Example of a Fail TAP


Joe Moron   TAP 9


Context: A bar in town where I met my friend

Talk: J: Hi, BG. How’s it goin’?

BG: Hi Joe.  Great I finally hooked up with Joni so I’m feeling good enough to buy you a beer.

J: OK by me.  How ‘bout them Hawks?


Analysis: The talk was in the back region (Goofmer) because we were at the back of the bar and we did metacommunication because BG told me about Joni.  We also did gender talk because he told me about Joni and I talked about sports, which is a guy thing.

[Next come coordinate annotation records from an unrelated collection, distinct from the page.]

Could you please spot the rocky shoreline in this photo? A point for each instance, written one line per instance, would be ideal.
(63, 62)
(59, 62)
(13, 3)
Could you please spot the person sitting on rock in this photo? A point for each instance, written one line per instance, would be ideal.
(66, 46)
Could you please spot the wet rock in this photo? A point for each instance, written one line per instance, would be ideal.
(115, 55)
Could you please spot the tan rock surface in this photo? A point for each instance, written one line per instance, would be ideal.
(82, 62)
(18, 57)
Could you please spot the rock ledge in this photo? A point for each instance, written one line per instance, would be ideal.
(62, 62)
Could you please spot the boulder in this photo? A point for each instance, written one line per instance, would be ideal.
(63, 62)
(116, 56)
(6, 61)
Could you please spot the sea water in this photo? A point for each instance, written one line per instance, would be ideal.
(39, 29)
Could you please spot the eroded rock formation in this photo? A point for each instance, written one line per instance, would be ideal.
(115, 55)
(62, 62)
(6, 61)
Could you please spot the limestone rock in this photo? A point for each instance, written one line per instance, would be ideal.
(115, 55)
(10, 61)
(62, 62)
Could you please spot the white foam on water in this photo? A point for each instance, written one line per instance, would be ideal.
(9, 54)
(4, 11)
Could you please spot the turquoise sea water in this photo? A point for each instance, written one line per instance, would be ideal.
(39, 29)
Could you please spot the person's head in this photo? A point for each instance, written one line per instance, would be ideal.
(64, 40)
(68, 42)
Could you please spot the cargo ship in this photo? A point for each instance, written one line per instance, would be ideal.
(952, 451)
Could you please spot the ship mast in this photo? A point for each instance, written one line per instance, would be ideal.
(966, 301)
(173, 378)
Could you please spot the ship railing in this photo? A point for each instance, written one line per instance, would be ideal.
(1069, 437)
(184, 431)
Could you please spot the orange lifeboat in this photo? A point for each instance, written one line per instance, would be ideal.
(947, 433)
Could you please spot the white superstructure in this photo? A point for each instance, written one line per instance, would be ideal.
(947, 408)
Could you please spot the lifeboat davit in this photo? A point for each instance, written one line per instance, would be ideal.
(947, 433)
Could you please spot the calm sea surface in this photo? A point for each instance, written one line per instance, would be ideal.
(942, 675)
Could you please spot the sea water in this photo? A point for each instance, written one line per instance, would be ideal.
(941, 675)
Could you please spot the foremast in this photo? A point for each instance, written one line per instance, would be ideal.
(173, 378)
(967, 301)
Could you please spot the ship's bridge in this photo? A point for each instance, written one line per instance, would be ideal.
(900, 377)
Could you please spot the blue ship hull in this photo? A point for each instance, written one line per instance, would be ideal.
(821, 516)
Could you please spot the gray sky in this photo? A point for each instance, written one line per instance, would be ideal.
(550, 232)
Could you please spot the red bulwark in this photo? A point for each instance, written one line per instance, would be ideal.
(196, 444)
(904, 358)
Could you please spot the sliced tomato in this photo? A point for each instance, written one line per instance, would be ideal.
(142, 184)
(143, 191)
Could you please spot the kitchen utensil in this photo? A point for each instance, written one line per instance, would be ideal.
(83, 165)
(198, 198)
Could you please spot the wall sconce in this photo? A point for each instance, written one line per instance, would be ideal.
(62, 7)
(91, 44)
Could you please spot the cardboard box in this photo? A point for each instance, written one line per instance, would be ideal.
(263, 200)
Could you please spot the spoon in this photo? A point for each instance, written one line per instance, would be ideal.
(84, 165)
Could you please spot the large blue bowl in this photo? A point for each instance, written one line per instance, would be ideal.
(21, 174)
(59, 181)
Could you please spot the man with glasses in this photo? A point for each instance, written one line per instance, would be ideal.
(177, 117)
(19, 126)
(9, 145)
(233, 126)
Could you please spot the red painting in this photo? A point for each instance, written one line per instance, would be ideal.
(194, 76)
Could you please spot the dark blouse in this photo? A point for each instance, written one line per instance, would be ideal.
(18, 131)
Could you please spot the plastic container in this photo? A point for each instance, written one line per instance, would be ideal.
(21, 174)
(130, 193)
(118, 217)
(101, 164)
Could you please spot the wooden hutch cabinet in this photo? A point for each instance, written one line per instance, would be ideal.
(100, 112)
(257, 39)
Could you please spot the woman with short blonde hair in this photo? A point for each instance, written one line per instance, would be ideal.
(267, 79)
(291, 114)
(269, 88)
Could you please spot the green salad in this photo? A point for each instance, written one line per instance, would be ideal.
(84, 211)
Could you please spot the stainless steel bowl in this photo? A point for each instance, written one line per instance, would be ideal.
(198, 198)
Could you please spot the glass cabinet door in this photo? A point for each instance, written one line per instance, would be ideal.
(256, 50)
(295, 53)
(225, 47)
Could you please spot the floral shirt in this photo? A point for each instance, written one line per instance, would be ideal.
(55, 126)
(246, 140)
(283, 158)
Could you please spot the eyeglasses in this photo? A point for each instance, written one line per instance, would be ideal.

Reason for Fail: This is a poorly chosen piece of talk that does not give us much to work with.  The full information required for each TAP (Name, course section etc) is not provided and the TAP numbering is wrong, so two points get lost right there.  The concept of back region is wrongly understood, the reference is not cited properly and is wrong anyway.  Metacommunication is misunderstood.  It is just possible to argue that there is gender talk here but the analysis should be much more thorough.  Basically this is worthless.